Polis Akademisi ve Uluslararası Terörizm ve Sınıraşan Suçlar Araştırma Merkezi (UTSAM) tarafından bu yıl 6’ncısı düzenlenen Uluslararası Terörizm ve Sınıraşan Suçlar Sempozyumu "Bölgesel Gelişmeler ve Güvenlik" başlığı altında Antalya’da bir otelde başladı.
"BİRİLERİ GEZİ OLAYLARI İLE TÜRK BAHARININ BAŞLADIĞINI SÖYLEDİ"
Emrullah İşler, sempozyumda ’Arap Baharı’ ve IŞİD terör örgütüne ilişkin güvenlik konusuna kavramsal bir bakış açısı üzerinden bir konuşma yaptı. Orta Doğu’da Arap baharının yaşandığını ve Türkiye’de de bir Kürt baharının yaşanması olasılığının sorulması üzerine İşler, "Birileri Gezi olayları ile Türk baharının başladığını söyledi.
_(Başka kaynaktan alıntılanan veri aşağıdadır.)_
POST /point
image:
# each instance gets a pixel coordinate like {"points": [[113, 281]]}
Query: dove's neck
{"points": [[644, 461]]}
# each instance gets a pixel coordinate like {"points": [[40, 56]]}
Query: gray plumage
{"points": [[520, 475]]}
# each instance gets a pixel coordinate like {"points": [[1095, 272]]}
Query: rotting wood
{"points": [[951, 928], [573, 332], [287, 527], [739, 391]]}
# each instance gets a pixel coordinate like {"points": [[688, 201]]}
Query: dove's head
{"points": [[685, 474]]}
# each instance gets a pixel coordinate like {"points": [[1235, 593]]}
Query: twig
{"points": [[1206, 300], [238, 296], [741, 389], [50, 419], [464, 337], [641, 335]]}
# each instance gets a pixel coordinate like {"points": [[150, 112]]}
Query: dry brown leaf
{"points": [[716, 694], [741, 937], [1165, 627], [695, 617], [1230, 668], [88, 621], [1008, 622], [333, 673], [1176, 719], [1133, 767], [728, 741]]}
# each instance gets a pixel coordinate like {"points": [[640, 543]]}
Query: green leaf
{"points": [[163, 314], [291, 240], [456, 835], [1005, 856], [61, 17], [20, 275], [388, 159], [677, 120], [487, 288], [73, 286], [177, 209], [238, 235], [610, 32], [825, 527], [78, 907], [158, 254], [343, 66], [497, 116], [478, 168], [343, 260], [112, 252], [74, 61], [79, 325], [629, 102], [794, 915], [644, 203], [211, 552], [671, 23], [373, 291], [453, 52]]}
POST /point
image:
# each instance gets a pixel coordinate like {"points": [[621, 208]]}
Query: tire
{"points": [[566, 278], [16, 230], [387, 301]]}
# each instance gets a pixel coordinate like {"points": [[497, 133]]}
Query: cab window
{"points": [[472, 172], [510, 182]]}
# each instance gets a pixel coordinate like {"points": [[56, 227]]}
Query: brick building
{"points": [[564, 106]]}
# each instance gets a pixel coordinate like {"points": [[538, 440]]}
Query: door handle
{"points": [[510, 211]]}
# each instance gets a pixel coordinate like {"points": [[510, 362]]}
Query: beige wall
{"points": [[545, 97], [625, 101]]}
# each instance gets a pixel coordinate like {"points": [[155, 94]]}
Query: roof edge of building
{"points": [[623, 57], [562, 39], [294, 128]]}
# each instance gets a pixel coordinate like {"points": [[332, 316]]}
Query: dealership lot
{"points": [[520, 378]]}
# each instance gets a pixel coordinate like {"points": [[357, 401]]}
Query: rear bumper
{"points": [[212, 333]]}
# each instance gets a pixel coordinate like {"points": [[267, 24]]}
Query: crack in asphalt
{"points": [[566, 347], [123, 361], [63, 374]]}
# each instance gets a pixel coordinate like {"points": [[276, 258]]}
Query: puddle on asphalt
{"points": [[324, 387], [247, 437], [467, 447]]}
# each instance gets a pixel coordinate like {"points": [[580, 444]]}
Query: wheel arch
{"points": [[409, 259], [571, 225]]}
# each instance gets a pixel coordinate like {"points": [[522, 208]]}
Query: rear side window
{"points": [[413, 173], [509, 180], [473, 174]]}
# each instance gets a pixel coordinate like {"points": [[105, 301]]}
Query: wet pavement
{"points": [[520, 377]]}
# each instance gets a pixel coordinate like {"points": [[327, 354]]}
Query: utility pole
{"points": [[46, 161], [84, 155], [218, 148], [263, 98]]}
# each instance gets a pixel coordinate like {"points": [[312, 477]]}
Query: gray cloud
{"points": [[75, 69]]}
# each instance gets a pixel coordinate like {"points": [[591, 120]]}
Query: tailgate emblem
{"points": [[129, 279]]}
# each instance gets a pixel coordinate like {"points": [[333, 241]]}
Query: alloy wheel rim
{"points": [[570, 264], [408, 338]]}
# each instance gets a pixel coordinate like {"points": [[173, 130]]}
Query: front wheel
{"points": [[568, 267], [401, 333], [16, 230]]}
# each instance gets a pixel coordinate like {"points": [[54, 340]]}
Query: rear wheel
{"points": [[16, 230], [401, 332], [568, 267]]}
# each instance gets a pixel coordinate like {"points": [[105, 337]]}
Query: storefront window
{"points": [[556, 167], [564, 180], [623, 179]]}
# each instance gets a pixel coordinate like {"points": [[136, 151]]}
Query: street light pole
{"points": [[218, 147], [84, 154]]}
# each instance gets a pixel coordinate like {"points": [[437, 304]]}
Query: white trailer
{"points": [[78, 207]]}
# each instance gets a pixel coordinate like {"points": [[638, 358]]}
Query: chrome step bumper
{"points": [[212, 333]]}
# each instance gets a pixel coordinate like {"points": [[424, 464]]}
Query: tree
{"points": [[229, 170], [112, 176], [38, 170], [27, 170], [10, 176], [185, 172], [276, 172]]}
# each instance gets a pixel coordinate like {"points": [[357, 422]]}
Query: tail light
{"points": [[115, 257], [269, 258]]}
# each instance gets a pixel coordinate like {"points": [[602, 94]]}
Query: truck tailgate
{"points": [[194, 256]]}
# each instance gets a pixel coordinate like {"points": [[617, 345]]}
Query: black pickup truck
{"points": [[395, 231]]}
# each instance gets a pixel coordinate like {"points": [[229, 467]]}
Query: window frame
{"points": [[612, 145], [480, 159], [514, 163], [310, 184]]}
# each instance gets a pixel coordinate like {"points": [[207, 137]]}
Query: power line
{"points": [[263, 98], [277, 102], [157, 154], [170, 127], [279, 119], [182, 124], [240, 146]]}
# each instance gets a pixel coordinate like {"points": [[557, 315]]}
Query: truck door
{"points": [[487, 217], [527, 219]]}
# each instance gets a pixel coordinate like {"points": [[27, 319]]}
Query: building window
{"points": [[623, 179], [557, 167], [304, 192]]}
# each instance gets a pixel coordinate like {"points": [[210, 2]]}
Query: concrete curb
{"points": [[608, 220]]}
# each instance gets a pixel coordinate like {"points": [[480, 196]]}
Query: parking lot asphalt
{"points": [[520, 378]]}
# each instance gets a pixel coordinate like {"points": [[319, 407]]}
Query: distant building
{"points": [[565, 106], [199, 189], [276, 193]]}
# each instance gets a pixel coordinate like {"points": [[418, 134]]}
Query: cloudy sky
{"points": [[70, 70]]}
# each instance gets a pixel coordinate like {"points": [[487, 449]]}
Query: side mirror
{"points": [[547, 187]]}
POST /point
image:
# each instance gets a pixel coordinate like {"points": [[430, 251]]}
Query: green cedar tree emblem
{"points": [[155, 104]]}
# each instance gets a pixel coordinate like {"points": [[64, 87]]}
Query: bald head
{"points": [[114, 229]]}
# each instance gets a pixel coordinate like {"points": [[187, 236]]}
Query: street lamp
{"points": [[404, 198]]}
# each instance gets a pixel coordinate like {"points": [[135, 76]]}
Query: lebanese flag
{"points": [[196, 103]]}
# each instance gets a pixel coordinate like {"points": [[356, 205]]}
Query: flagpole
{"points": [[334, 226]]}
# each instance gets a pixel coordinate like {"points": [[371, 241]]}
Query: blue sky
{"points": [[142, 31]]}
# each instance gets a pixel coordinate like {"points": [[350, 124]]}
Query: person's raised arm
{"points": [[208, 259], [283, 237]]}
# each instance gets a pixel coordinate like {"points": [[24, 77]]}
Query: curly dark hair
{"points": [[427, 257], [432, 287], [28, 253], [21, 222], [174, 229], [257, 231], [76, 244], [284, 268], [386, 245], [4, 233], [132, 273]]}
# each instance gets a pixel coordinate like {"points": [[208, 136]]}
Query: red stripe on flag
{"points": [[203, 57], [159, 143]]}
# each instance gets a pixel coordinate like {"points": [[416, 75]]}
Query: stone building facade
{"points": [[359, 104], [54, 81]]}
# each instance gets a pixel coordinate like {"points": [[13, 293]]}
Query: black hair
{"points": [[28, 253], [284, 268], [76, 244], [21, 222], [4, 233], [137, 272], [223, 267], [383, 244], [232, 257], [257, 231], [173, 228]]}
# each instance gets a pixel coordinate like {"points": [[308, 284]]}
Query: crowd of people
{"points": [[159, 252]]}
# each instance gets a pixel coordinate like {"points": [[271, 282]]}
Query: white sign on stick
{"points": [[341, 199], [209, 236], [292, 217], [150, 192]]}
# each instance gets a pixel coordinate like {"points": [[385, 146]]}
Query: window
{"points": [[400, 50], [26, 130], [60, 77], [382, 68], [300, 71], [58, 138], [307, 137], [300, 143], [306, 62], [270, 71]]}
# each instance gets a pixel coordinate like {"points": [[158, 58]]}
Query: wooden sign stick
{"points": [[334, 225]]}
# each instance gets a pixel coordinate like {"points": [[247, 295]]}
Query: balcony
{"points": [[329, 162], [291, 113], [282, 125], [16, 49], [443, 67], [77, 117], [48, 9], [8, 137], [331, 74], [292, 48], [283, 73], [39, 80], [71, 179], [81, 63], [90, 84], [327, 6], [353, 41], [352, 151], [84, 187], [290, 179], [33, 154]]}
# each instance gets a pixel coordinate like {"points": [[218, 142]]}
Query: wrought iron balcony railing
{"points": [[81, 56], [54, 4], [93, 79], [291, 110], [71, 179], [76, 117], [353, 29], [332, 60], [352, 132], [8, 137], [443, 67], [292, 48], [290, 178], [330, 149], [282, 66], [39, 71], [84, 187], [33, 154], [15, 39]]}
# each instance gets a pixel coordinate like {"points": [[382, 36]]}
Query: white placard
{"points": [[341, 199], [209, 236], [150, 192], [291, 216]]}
Türk baharı 3 Kasım 2002’de başladı. Türkiye’de bahar sandıklar yoluyla gelir. Arap dünyasında ise bahar sokaklardan geldi. Çünkü orada sandık yoktu. Sandıkların olduğu yerlerde ben baharın sandıklardan geleceğini düşünüyorum. Son 12 yılda attığımız adımlar olmasaydı Türkiye’de bir ’Kürt baharı’ olabilirdi. Türk baharı yaşandı ve demokrasinin çıtası çok yükseldi. Kürt kardeşlerimizin istediği, dilediği kültürel haklar sağlanmış oldu. O yüzden Türkiye’de ben herhangi bir başka baharın yaşanacağını düşünmüyorum. Çözüm süreci de ülkede bir Kürt meselesi yerine bir PKK ve terör meselesi haline gelmiştir" dedi.
"ARAP BAHARI BİR BAŞKALDIRIYI TEMSİL ETMEKTEDİR"
Arap baharının sosyal ve ekonomik nedenleri bulunan bir süreç olduğunu söyleyen İşler, "Elbette bu süreç bölgede bazı taşların yerinden oynamasına neden olmuştur. Yıllardır iktidarda bulunan bazı kişiler iktidardan uzaklaştırılmıştır. Libya, bu süreçte en büyük rejim değişikliği yaşayan önemli aktörlerinden biridir. Arap baharı süreci, bölge halklarının inisiyatifi dışında çizilen sınırlara ve başta 1. Dünya Savaşı olmak üzere geçtiğimiz yüzyılın tüm projelerine bir başkaldırıyı temsil etmektedir" diye konuştu.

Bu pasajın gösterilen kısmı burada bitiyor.